Record of Meeting of Senior NSC Staff, January 18, 1951, paragraph 3.

At its meeting on January 18, 1951, the Senior NSC Staff referred the draft report of January 2, 1951, prepared in the Department of State, to the Staff Assistants for revision.

The following report is in response to the Senior NSC Staffs request:

The conclusion is that no national security policy recommendations by the Senior Staff to the Council are required by the problem raised of possible Soviet attempt to close the Baltic.

The problem resolves itself into two phases, for either of which existing national policies provide ample authority for action by the Executive Branch. These two phases are: [Page 1214]

(1)
A closed Baltic as a Soviet thesis of international law;
(2)
Closure of the Baltic by the Soviets as a deliberate act of war, or of force accompanied by a willing acceptance of the risk of war.

As to the first phase, the present discussion, and that in the Department of State’s report of January 2, indicate that the Baltic will not be closed merely by the publication in a Soviet journal of a Soviet thesis that the Baltic is a closed sea, or by a Soviet pronouncement of such thesis. The political, maritime and economic interests of the Baltic powers other than the USSR have undergone no modification which renders less vigorous the traditional thesis of those powers in support of an open Baltic.

Neither the courses of action set forth in paragraphs of the State Department’s report of January 2, 1951, nor the dispatch of U.S. naval vessels or military aircraft to friendly Baltic countries, to show the flag, require security policy recommendations. Established policies and practices provide the authority for diplomatic approaches to and support of the Baltic countries, for encouragement of the publication of scholarly treatises on the international character of the Baltic, and for clearing of visits of U.S. public vessels and aircraft.

With respect to the second phase, should the USSR resort to force, and Article V of the North Atlantic Treaty were invoked, the United States Government would presumably prepare to put into effect its emergency war plans.

It is, therefore, recommended that no report on the subject to the National Security Council be submitted, and that this project be dropped.

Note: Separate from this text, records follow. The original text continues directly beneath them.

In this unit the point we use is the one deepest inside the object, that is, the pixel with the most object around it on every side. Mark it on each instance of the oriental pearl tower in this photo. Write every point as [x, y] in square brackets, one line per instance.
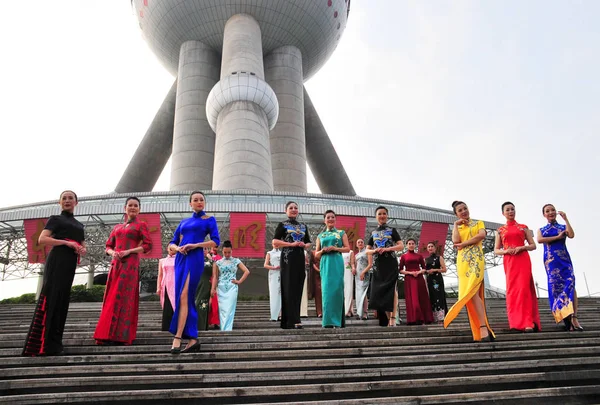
[238, 116]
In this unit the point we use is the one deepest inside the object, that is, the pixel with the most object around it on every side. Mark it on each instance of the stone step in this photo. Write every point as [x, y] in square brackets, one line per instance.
[259, 363]
[107, 381]
[449, 385]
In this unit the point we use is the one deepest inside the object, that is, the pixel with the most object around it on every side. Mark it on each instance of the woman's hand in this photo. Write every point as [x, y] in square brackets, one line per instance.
[185, 249]
[73, 245]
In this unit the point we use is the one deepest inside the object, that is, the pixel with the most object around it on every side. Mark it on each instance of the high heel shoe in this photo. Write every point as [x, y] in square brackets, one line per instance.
[176, 350]
[195, 348]
[489, 338]
[577, 327]
[568, 324]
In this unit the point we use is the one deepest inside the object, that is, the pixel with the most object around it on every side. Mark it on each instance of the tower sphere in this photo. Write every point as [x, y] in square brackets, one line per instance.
[313, 26]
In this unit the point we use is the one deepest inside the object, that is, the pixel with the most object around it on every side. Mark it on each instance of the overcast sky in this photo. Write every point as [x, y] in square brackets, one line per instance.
[426, 102]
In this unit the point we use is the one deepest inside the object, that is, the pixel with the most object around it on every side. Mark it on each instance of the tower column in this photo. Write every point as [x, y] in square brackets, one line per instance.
[241, 109]
[283, 72]
[193, 140]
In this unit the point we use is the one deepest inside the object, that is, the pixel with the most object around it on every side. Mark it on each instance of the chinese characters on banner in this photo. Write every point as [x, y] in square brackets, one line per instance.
[247, 234]
[153, 223]
[354, 228]
[36, 253]
[433, 232]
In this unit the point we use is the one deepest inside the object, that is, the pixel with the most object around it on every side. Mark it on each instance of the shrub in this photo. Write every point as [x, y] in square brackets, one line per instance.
[23, 299]
[80, 293]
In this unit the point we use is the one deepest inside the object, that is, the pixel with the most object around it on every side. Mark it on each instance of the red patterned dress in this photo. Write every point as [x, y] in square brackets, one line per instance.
[213, 315]
[119, 316]
[521, 301]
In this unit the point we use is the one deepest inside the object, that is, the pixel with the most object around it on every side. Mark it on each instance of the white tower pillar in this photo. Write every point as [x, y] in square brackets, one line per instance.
[241, 109]
[283, 72]
[193, 140]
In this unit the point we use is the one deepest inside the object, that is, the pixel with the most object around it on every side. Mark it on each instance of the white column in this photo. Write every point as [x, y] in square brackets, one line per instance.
[241, 109]
[193, 140]
[40, 281]
[283, 72]
[91, 276]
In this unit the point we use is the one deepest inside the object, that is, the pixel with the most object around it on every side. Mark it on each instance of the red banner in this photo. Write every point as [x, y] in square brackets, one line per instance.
[433, 232]
[153, 222]
[247, 234]
[353, 226]
[36, 253]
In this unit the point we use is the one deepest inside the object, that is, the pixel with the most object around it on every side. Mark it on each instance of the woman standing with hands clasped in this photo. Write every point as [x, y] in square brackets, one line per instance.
[331, 243]
[225, 285]
[364, 263]
[559, 268]
[119, 315]
[412, 266]
[383, 245]
[521, 301]
[189, 265]
[292, 238]
[272, 263]
[436, 267]
[65, 235]
[165, 286]
[467, 237]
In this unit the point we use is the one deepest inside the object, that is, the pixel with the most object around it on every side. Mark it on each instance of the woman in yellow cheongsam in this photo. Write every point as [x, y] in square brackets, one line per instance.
[467, 236]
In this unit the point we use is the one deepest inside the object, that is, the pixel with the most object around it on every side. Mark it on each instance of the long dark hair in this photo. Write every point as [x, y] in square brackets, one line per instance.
[197, 192]
[133, 198]
[505, 204]
[456, 204]
[68, 191]
[547, 205]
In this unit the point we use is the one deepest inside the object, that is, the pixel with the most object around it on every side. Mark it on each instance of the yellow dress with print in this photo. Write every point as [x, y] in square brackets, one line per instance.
[470, 266]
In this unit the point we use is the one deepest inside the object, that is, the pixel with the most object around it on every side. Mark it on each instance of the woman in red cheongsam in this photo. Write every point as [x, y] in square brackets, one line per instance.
[521, 301]
[119, 316]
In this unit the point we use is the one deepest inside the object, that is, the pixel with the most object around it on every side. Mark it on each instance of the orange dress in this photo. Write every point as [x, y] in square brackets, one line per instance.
[470, 266]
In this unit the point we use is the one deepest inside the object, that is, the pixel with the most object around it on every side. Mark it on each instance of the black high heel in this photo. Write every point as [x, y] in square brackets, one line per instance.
[195, 348]
[578, 328]
[176, 350]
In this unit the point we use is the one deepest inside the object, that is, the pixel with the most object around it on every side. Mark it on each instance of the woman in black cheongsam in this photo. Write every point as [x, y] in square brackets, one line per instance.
[383, 245]
[65, 235]
[292, 238]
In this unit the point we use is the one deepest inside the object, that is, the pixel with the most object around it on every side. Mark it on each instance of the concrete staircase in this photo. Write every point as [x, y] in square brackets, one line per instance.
[259, 363]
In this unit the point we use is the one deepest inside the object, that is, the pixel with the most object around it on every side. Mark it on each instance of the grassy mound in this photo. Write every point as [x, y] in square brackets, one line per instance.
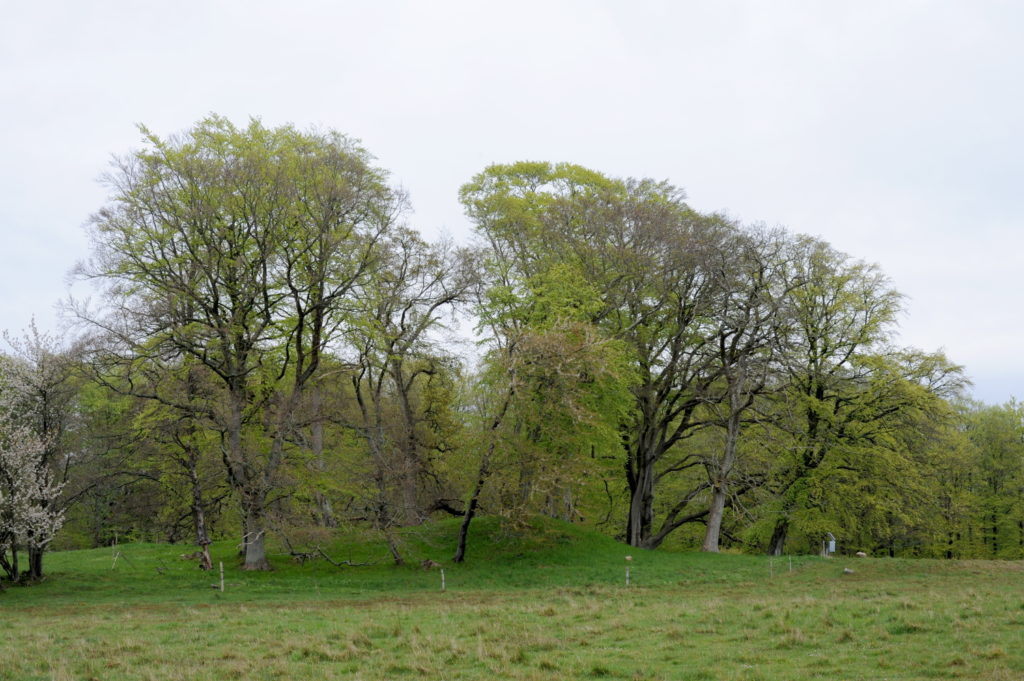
[547, 601]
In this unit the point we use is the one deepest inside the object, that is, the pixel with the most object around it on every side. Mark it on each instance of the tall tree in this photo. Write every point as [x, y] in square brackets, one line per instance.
[239, 247]
[40, 382]
[651, 261]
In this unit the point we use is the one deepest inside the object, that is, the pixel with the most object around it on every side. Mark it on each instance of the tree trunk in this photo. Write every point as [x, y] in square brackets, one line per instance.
[641, 502]
[460, 551]
[36, 562]
[715, 513]
[255, 546]
[777, 542]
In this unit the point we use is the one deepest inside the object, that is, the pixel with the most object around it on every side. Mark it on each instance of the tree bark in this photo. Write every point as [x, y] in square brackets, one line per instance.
[776, 544]
[715, 513]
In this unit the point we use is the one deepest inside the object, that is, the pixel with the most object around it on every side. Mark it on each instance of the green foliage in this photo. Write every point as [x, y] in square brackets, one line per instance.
[514, 612]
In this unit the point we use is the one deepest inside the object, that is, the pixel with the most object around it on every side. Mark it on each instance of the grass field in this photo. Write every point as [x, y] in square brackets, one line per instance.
[548, 604]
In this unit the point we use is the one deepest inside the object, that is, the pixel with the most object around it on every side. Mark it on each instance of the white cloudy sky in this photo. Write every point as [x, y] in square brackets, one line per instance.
[890, 128]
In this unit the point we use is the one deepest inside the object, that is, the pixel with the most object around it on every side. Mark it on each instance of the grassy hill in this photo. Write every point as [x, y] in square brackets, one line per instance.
[543, 602]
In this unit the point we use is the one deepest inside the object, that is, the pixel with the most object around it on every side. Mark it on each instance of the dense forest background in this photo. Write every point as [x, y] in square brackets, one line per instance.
[272, 352]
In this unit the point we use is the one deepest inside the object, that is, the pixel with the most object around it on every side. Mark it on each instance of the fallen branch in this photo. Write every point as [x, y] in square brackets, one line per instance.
[343, 563]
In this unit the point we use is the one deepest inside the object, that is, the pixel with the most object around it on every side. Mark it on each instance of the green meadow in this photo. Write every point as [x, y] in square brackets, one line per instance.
[543, 602]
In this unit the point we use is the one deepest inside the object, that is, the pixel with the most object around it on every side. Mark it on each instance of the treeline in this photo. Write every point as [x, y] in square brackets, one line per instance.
[274, 351]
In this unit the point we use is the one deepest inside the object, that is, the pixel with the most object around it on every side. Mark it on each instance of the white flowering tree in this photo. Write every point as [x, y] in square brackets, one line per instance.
[29, 516]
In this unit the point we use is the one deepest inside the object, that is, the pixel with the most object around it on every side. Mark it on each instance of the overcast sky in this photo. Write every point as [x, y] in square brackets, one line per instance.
[891, 129]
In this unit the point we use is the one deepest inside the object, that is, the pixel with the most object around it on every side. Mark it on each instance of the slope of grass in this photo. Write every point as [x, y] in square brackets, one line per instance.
[548, 603]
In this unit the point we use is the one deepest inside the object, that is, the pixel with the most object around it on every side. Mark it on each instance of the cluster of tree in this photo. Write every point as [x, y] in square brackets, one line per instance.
[272, 353]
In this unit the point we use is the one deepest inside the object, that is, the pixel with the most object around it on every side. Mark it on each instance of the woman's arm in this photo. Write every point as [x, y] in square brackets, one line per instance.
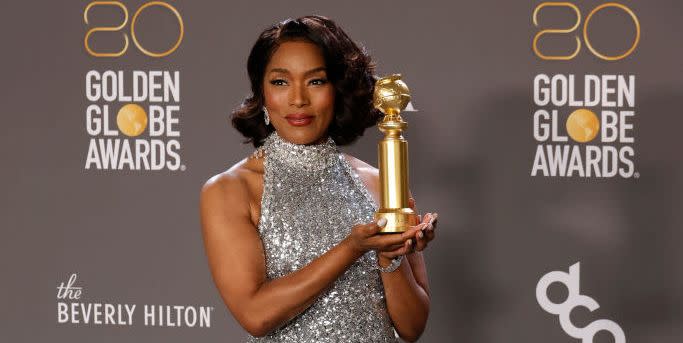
[236, 259]
[407, 294]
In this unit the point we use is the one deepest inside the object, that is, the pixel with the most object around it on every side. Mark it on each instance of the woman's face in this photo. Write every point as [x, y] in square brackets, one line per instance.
[298, 95]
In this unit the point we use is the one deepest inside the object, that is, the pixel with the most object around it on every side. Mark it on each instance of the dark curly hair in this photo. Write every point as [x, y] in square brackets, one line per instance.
[349, 68]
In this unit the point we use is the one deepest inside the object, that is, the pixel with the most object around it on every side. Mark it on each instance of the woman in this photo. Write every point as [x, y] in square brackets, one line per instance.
[288, 231]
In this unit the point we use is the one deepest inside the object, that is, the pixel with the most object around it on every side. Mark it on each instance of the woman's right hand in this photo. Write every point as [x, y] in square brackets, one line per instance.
[366, 237]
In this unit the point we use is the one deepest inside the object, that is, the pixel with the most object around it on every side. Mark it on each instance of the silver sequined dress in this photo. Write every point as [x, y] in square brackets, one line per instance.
[311, 200]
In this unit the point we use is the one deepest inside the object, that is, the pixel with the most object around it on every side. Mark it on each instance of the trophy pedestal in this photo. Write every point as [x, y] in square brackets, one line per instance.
[398, 220]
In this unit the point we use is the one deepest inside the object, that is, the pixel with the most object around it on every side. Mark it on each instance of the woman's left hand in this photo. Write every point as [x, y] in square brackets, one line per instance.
[424, 235]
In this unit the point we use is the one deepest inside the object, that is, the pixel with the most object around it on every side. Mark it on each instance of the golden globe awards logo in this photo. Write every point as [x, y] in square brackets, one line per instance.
[583, 124]
[133, 117]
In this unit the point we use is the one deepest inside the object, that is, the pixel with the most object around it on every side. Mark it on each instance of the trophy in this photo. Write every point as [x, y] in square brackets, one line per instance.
[391, 96]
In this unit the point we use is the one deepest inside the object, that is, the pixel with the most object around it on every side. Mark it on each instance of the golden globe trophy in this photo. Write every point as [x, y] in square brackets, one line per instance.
[391, 96]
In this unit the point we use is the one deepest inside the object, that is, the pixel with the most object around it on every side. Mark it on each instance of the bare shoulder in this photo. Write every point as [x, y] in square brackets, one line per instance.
[362, 168]
[237, 187]
[367, 173]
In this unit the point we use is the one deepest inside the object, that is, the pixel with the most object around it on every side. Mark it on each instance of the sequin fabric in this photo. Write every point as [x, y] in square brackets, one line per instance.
[311, 199]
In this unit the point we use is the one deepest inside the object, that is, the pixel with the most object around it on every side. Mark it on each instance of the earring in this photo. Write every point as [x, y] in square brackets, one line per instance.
[266, 116]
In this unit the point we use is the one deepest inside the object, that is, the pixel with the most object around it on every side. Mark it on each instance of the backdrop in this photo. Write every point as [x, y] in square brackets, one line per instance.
[544, 135]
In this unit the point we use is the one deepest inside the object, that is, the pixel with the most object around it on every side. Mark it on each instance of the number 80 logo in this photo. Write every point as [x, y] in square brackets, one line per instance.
[132, 28]
[585, 31]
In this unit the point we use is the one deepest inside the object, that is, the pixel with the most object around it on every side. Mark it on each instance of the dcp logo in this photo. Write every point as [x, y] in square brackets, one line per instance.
[574, 300]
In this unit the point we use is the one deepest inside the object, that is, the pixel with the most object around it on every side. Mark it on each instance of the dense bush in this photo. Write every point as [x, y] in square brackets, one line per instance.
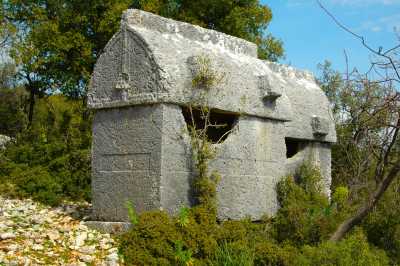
[50, 160]
[296, 236]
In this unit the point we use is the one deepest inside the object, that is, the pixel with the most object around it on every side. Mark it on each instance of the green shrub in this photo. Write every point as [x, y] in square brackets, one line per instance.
[382, 226]
[233, 254]
[37, 183]
[354, 250]
[51, 160]
[306, 215]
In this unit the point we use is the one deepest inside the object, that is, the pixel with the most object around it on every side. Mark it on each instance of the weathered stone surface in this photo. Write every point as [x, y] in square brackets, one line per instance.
[141, 149]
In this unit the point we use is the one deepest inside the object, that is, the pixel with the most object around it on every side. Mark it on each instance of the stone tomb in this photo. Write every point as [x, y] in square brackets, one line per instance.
[140, 90]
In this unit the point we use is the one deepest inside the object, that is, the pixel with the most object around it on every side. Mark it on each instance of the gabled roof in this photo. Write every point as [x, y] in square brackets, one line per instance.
[154, 60]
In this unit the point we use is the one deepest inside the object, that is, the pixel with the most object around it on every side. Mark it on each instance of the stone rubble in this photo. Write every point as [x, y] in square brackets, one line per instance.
[35, 234]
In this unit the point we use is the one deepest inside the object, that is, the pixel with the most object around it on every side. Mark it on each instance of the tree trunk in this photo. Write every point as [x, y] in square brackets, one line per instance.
[31, 107]
[366, 208]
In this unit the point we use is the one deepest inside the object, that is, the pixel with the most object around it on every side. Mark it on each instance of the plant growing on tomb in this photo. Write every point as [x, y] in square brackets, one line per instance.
[132, 215]
[204, 75]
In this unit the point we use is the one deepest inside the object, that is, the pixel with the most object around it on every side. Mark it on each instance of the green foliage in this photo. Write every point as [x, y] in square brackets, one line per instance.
[351, 251]
[159, 239]
[305, 216]
[205, 77]
[183, 257]
[132, 215]
[340, 196]
[12, 116]
[183, 218]
[62, 39]
[233, 254]
[51, 160]
[382, 226]
[247, 19]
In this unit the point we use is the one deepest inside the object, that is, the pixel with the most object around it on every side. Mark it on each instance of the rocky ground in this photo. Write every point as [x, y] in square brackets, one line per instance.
[33, 234]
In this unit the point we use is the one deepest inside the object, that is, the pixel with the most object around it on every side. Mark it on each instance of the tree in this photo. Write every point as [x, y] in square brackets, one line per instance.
[247, 19]
[370, 114]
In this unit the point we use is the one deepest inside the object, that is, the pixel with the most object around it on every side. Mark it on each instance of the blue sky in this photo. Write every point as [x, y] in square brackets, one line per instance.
[310, 36]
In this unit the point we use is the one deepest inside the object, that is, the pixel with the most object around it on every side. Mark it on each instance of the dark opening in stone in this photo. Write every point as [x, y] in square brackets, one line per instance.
[220, 123]
[294, 146]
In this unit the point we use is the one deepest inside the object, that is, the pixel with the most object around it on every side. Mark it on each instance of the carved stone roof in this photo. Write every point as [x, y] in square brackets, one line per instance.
[154, 59]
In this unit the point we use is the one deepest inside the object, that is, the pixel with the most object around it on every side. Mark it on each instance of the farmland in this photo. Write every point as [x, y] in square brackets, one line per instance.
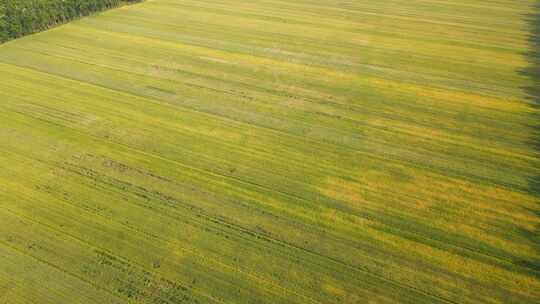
[267, 151]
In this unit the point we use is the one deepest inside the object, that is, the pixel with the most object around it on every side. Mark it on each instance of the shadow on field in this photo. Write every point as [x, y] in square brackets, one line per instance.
[533, 94]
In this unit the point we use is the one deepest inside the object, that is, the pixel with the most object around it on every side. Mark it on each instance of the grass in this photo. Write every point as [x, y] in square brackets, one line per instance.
[273, 152]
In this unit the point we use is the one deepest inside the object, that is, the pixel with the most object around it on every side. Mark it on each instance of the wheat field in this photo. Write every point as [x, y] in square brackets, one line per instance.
[272, 151]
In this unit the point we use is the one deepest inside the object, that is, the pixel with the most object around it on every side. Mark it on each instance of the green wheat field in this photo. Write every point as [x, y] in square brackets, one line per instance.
[273, 151]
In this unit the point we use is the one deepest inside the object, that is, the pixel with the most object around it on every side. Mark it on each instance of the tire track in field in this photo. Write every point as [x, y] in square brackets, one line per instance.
[394, 159]
[415, 234]
[311, 253]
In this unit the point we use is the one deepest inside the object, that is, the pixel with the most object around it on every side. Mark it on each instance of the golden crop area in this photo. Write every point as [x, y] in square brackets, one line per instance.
[274, 151]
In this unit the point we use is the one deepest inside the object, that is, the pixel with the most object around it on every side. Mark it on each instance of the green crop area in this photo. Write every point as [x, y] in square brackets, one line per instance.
[274, 151]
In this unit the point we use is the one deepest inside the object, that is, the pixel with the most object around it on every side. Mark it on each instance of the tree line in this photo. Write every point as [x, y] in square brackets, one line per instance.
[23, 17]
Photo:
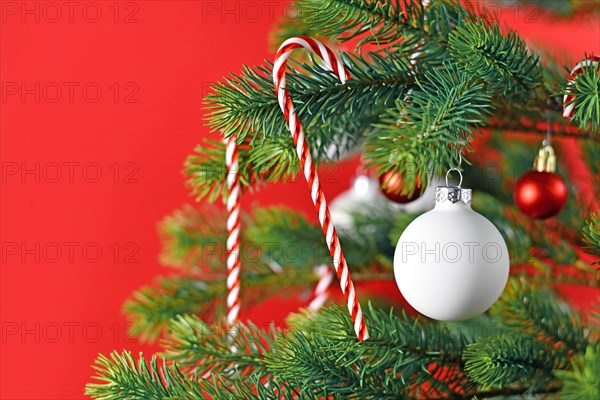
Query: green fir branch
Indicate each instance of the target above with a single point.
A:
(122, 378)
(428, 131)
(538, 313)
(582, 381)
(586, 91)
(502, 61)
(510, 360)
(193, 238)
(331, 113)
(206, 350)
(591, 234)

  1. The source text bears no indication of date or authorship. No other papers have been found to confirm that this paper was actually circulated within or accepted by the NSC Senior Staff, the NSC Executive Secretariat, or any other part of the NSC apparatus. The source text was attached to a memorandum of February 2 from Walmsley (S/A) to Bonbright (EUR) and Nitze (S/P) which stated in part that at a meeting of the NSC Staff Assistants (presumably on January 23) the NSC Executive Secretariat suggested that the JCS and Department of State combine on drafting a report on NSC 88.
  2. Regarding the documents under reference here, see footnote 2, Document 600, and the memorandum from Jessup to Perkins, Document 603.